普通の人という誤解

爆笑問題の田中氏は『普通の男』と形容される。

特に明確に目立った意思を表示することもなく、言われたことはそつなくこなし、役に立たないわけでもない。

仕事を干された暁にアルバイトをさせれば店長候補までのし上がる実に真面目な男である。

確かに芸能界を見渡しても、相方の太田氏をはじめ個性あふれるメンツがあるなかで、比較的目立たない存在だ。

普通の男が、たまたま才覚あふれる太田氏とコンビを組んで芸能界を勝ち上がっている・・・ように見えるが、本当にそうなのだろうか。

 

個性というものについて考える。

足が速い、頭が良い、商才がある、背が高い、面白い、格好良い、かわいい。

こんなものが代表だろう。

ただ、上記のものは、数値であったり、視覚で判別できるものである。

では、声がいいは聴覚だ。

では五感で心地よいものがその人の個性なのだろうか。

残りは、触覚(触って気持ちいい)、味覚(舐めて美味しい)、嗅覚(汗の匂いがいい)だが、これはちょっと人間の魅力としては不一致。

ということは残りの2つですべて決まるようなものでもないのだろう。

だけど、実際には上記の魅力で人を好きになることが多い。

要はわかりやすい部分に人は惹かれるのだろう。

まず五感、しかもそのうちの視覚、聴覚のみ。

でも、それだけでは決してなくて、わかりにくい魅力で第一線を走っているのが田中氏なのだろう。

彼の魅力は一見わかりにくいもので、きっとそれを見抜ける人間も少ないのだ。

一般の人には彼はただの普通の男にみえる。

しかし、彼は2度の結婚もしているし異性からの魅力も兼ね備えている。

もちろん同性にも人気で草野球チームで楽しい時間を過ごす友もいる。

彼は人気者だ。

相方の太田氏は高校時代に友人がいない辛い生活を送ってきた。

大学進学時に仲良くなったのが田中氏だ。

友人関係を築くことが苦手であった彼でも、受け入れてもらえるとそう感じさせて事実があるんだ。

きっと太田氏は田中氏の独特の魅力に惹かれたのだろう。

きっとそれは今でも変わらず目には見えなく存在していて、私達を惹きつけている。

 

人間の素晴らしさというものは必ずしも目に見えるものでも、数値化されてるわけではない。

かといって説明もできない、そんなものは必ず存在していて、時には目に見える魅力で上書きされてしまうこともある。

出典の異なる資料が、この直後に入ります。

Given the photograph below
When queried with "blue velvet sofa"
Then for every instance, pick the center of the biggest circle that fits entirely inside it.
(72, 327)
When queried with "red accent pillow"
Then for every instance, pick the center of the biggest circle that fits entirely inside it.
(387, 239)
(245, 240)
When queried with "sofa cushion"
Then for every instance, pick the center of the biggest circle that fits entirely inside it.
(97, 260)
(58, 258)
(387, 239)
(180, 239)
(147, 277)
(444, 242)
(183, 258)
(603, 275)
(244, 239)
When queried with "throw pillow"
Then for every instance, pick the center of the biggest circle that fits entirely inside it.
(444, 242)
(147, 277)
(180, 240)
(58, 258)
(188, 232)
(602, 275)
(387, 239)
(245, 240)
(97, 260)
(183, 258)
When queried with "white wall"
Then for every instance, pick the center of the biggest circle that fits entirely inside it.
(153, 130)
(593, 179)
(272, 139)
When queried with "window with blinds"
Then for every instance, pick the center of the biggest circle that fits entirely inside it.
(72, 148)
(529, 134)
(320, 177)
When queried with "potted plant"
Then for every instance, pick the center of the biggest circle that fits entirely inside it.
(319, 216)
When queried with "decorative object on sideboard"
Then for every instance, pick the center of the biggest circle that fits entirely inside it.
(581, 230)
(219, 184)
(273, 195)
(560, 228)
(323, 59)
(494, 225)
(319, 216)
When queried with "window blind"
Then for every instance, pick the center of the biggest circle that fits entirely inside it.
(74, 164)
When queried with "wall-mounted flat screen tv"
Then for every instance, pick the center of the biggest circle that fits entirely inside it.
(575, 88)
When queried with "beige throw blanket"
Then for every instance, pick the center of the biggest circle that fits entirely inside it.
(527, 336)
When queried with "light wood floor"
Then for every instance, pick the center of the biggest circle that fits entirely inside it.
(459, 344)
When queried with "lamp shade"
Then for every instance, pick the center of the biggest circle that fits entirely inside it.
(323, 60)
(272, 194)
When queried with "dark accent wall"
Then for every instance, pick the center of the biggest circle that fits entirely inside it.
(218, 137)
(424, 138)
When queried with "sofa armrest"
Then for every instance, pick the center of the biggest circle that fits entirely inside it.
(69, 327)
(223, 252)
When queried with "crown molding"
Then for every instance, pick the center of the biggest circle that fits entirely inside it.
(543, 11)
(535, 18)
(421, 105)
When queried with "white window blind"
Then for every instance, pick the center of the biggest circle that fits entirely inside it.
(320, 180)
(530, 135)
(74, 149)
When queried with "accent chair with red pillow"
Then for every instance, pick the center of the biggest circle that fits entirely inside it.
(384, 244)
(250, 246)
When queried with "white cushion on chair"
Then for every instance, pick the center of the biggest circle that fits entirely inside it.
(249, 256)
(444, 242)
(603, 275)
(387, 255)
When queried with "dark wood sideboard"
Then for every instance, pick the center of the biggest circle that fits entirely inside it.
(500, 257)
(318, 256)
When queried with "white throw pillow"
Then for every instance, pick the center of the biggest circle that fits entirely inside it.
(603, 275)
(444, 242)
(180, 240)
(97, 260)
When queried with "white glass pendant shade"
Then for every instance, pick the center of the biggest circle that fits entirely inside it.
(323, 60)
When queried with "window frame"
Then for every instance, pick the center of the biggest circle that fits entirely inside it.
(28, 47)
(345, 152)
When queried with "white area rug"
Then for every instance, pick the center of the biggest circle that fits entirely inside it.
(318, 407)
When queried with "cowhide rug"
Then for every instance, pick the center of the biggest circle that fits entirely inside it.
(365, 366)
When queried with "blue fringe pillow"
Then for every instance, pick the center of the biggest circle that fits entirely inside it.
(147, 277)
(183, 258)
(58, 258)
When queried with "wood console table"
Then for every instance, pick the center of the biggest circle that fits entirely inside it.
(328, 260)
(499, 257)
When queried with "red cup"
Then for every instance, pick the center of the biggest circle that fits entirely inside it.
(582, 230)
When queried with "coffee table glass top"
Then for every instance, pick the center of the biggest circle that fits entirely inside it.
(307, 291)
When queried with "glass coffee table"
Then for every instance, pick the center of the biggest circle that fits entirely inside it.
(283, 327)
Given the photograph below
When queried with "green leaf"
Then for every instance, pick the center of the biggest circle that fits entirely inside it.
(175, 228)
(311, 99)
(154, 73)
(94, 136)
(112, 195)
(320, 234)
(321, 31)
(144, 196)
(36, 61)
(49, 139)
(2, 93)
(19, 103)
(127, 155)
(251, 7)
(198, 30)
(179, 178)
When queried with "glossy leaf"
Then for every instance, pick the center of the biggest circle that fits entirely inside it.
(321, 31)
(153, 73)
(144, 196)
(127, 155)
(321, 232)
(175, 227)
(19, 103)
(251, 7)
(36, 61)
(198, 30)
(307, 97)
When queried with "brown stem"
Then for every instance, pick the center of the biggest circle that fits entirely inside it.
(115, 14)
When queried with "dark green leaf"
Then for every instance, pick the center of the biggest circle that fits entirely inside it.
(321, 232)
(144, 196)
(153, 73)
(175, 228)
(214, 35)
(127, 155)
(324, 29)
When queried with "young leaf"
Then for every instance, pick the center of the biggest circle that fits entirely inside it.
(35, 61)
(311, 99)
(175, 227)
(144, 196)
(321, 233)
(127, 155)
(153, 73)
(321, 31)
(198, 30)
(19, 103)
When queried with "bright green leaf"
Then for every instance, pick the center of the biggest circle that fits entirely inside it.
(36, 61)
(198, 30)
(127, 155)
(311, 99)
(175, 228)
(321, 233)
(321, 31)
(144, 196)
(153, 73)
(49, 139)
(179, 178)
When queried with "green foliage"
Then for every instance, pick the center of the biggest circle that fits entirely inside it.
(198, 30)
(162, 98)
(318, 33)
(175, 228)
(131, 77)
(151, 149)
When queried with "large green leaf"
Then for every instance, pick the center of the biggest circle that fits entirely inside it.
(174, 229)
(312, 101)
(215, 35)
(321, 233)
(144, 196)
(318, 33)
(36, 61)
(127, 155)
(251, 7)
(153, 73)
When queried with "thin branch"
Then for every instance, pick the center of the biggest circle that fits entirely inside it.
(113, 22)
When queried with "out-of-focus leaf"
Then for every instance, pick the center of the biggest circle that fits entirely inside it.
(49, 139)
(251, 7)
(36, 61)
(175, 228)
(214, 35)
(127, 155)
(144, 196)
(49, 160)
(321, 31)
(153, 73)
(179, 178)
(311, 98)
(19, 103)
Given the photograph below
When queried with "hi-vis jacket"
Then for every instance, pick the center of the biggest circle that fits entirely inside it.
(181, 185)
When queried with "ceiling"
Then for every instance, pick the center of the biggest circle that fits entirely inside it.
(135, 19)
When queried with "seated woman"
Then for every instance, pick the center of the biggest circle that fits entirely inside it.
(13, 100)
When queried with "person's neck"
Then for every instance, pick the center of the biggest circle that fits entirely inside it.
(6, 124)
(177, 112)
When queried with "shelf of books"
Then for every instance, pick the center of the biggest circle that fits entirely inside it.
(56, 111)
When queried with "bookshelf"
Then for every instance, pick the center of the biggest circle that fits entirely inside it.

それでも人は無意識なところでそういう魅力に惹きつけられ人を好きになるのだろう。

とりわけわかりやすいのが「優しさ」であると思う。

次に「たくましさ」だろうか。

結論としては性別のステレオタイプ的概念になってしまうが、「優しい女性」「たくましい男性」とともに、「優しい男性」「たくましい女性」もまた魅力がある。

ようするに組み合わせ自由で好きに生きたらいいのだ。

僕は経験上たくましい人間になれないようなので、「優しい男性」であり続けたい。

ただ遺伝子的に短気であるため、一流にはなれないのだろう。

しかし歳を重ねイライラも減ってきた。

老化で人が魅力的になるのはそういうことなのだろう。

明日もっと優しくなれたら僕はステキな人間になれるんだ。

だからイライラを捨てて床につく訓練をしよう。